Blanks also claims breach of contract arising out of his union’s collective bargaining agreement. (Complaint 9.) He appears to claim that Vought breached the collective bargaining agreement by (1) failing to provide medical leave and insurance coverage and (2) wrongful termination on the basis of his race. (Complaint 9–10.) Section 301 of the Labor Relations Management Act (the “LRMA”) preempts state law tort and contract claims that are intertwined with the consideration of a collective-bargaining agreement. Thomas v. LTV Corp., 39 F.3d 611, 616–17 (5th Cir.1994). Federal courts lack jurisdiction to decide cases alleging violations of a collective bargaining agreement under the Labor Management Relations Act by an employee against his employer unless the employee has exhausted the contractual procedures for redress. Meredith v. La. Fed’n of Teachers, 209 F.3d 398, 402 (5th Cir.2000).

Defendant contends that the Court lacks jurisdiction because Plaintiff has failed to provide evidence that he sought to compel arbitration. Blanks has failed to produce evidence that he submitted any grievance regarding Vought’s alleged refusal to provide medical leave or insurance coverage. Therefore, the Court lacks jurisdiction over that claim. However, Blanks did submit two grievances for wrongful termination, and he has pointed to evidence showing these claims were appealed to arbitration. (Doc. 103, pages 32–33.) Even so, Blanks’ claim for wrongful termination is based on his allegations of race discrimination. As previously discussed, Vought has demonstrated a legitimate, non-discriminatory reason for Blanks’ termination, and Blanks has provided no evidence that this reason is merely pretext.

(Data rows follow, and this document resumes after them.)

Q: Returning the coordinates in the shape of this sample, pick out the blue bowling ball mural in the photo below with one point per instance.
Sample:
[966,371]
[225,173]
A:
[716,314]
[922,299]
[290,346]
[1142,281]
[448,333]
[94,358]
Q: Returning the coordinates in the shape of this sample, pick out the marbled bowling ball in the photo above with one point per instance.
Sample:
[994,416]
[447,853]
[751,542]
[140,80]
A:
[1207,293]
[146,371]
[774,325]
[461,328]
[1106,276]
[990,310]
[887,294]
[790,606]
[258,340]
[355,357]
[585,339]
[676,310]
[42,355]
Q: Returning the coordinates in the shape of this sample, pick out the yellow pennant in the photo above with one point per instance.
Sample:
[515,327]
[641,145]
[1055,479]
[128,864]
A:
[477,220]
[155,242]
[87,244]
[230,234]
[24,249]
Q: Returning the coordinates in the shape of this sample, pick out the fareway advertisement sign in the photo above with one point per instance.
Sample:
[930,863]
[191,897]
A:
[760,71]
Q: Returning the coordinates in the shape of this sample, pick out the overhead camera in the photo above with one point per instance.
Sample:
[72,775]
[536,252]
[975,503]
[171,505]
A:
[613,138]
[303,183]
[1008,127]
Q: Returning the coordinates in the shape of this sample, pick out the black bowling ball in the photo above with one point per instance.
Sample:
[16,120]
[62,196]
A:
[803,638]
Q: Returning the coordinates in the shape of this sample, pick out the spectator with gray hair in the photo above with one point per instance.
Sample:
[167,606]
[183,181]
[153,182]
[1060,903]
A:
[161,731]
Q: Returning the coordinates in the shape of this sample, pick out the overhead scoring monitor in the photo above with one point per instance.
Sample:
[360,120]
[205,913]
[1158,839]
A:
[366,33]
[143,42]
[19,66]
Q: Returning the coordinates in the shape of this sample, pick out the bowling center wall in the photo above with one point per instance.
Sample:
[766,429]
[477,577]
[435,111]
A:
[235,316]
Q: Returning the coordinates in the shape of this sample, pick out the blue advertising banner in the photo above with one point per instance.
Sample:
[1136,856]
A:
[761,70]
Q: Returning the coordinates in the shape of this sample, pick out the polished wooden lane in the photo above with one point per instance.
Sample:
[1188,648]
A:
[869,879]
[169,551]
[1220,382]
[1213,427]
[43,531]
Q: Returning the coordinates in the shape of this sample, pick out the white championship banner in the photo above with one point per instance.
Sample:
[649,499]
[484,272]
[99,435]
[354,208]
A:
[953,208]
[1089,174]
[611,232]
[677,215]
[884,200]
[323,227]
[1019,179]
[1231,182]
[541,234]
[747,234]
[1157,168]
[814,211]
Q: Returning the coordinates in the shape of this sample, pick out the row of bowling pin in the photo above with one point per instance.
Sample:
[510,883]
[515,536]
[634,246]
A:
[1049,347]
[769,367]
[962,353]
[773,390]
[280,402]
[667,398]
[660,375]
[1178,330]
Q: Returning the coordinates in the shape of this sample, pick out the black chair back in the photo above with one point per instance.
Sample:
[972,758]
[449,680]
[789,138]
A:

Therefore, Vought is entitled to summary judgment on any claim for breach of contract.

7. 42 USC 1983 and 1985

*6 Blanks makes passing references to 42 U.S.C. § 1983 and 42 U.S.C. § 1985 in his Complaint. (Complaint 11.) Section 1983 provides a cause of action against a “person” who acts “under color of state law” to deprive a citizen a right secured by the United States Constitution. 42 U.S.C. § 1983. Vought is a private employer, and Blanks has provided no evidence that Vought acted under the color of state law or that it violated any of Blanks’ constitutional rights.

Section 1985 provides a remedy when two or more persons conspire to: (1) prevent an officer from performing his duties through force or intimidation; (2) obstruct justice through witness intimidation; or (3) to deprive a class of person of equal protection under the law with respect to voting rights. 42 U.S.C. § 1985. Blanks has failed to explain how Vought has violated this statute or how it is relevant at all to any of his claims. Therefore, Vought is entitled to summary judgment on all claims under Section 1983 and Section 1985.

B. Plaintiff’s Motion for Summary Judgment

The Court finds that Plaintiff’s Motion for Summary Judgment is without merit and should be denied.

RECOMMENDATION

The Court recommends that Defendant’s Motion for Summary Judgment be GRANTED in full, and Plaintiff’s Motion for Summary Judgment be DENIED.